Posted on 03-26-2015 08:32 AM
Configurator, IPCU is no longer supported.
Drag the mobile config to Profiles Pane in the screen shot. Then highlight it and click right button (Arrow coming out of a square). If it is still there uncheck "Sign Configuration Profile".
Posted on 03-23-2015 08:46 PM
When you import it into casper, are you passing the username as $USERNAME. I don't believe it'll pass happily trough a blank username field.
Posted on 03-24-2015 06:48 AM
That's a good thought, but in this case, we have "Use Directory Authentication" checked, so we have only the "Outer Identity" field, where I'm using %AD_ComputerID% , which we've used on our previous configuration profiles successfully -- we usually see something like "eapolclient: System Mode using OD account 'CONTOSOMacADName$' ."
Posted on 03-24-2015 01:58 PM
JAMF Support was able to explain this -- the configuration profile is signed with the JSS profile, which is why it won't convert and can't be directly read.
You can import the profile into iPhone Configuration Utility, remove the code signing, and export to view all or most of the settings. I say "all or most" because some properties aren't supported by iPCU, which tells me it's going to remove them. I haven't confirmed that it does this yet.
Posted on 03-25-2015 09:57 AM
You can import and export from configurator. This will strip the code signing.
Posted on 03-26-2015 07:14 AM
Configurator or the iPhone Configuration Utility? I've heard Configurator from two sources now, but I don't see a way to import/export when I'm in there. Note also this is an OS X configuration profile, so iPhone Configuration Utility, at least, strips non-iOS content.
Posted on 03-26-2015 08:32 AM
Configurator, IPCU is no longer supported.
Drag the mobile config to Profiles Pane in the screen shot. Then highlight it and click right button (Arrow coming out of a square).

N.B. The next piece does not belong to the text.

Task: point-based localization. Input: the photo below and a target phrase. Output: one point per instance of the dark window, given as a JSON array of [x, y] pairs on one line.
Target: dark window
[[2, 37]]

If it is still there uncheck "Sign Configuration Profile".
Posted on 03-26-2015 09:00 AM
Thanks!
The piece I was missing is that Supervision has to be "On" for that pane to show, so the screenshot really helped.
Posted on 08-19-2015 08:17 AM
In case anyone is interested in a way to simply convert the mobileconfig file to xml, i've been using the following command thanks to @timsutton :
security cms -D -i name_of_config_file.mobileconfig
Posted on 05-24-2017 01:15 AM
I found this on macmule: the same as the one above but including the output file for noobs like me ;)
/usr/bin/security cmd -D -i signed_profile_path -o unsigned_profile_path
Posted on 01-22-2018 02:25 PM
This is a minor update to an old topic, addressing a typo in @dpratl 's command and piping the output through xmllint to "prettify" it for easier human readability. This dumps an .xml file in the same path as the original .mobileconfig:
security cms -D -i MyProfile.mobileconfig | xmllint --pretty 1 - > MyProfile.xml
a week ago
Thank you for this!
I recently found that an older configuration profile retained some unwanted login window keys that shouldn't have been there, completely breaking our existing Jamf Connect configuration after Jamf Connect received an updated config profile.
This code allows me to inspect existing config profiles from Jamf Pro to rule out those artifact keys. The more you know!